Upon the receipt of a request for recognition, employers must respond to with “reasonable promptness.” This term is not defined by the proposed regulations. Within five days after recognizing a committee, the employer must provide notice (written, posted, or electronic) to all employees at the worksite of such recognition. If additional requests to form a committee are received after a committee is formed, the employer must deny the request and refer the requestors to the existing recognized committee. Furthermore, as stated in the statute, employers that already have a workplace safety committee consistent with the law do not have to permit the creation an additional committee.
- Committee Composition
Workplace safety committees must be comprised of at least two non-supervisory employees and at least one employer representative. The proposed rules cap the committee at 12 members or one-third of the total number of employees at the worksite, whichever is fewer. Worksites with fewer than 10 employees can have only three committee members. Workplace safety committees must be co-chaired by a non-supervisory employee and an employer representative.
Employees select the members of the committee without employer involvement in the process. Employees determine the method for selecting committee members. However, where there is a collective bargaining agreement in place, the bargaining representative may select the non-supervisory employee members for the committee.
- Committee Rights
Committees are permitted to establish operating rules and procedures, provided that such rules and procedures are consistent with the law. If no rules or procedures are adopted by the committee, the committee may take action only by majority vote. Committees have the right to:
- Set procedures for the selection, terms, and training of new members.
- Provide a training of up to four hours per calendar year for committee members. Training time counts as hours worked and is payable by the employer.
- Conduct an up to two-hour long meeting once per quarter – again, without loss of pay.
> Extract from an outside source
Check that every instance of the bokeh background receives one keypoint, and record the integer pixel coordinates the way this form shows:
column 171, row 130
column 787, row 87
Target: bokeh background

Meetings must be scheduled at times that do not unreasonably conflict with business operations.
- Employer Obligations
Employers cannot interfere with the duties of the workplace safety committee or its members. Further, per the proposed regulations, employers must:
- Appoint an employer representative to the committee to act as co-chair. The employer representative may be a non-supervisory employee, an officer, the employer, or other representative.
- Respond, in writing, to each safety and health concern raised by the committee or one of its members within a reasonable time period.
- Respond to a request for policies or reports that relate to the duties of the committee within a reasonable time period.
- Provide notice, where practicable and not prohibited by law, to the committee and its members ahead of any visit at the worksite by a governmental agency enforcing safety and health standards, such as OSHA.
- Permit members of the committee to attend, without loss of pay, quarterly meetings and an official training as scheduled by the committee.
What Should You Do Next?
A public hearing on the proposed rules is scheduled for February 9. While the proposed regulations will not take effect until after the rulemaking process is complete — and could be revised before finalized — they should act as a guide when handling any employee requests.
There is no immediate action required from you unless your employees have already made a request to form a workplace safety committee. If you have not yet received a request to form a committee, you should make sure your management employees are advised of this law and know that requests to form a committee need to be handled appropriately. Moreover, in preparation for the potential formation of any committee, you should make sure you are retaining and maintaining all records that the workplace safety committee members will have access to for their future review.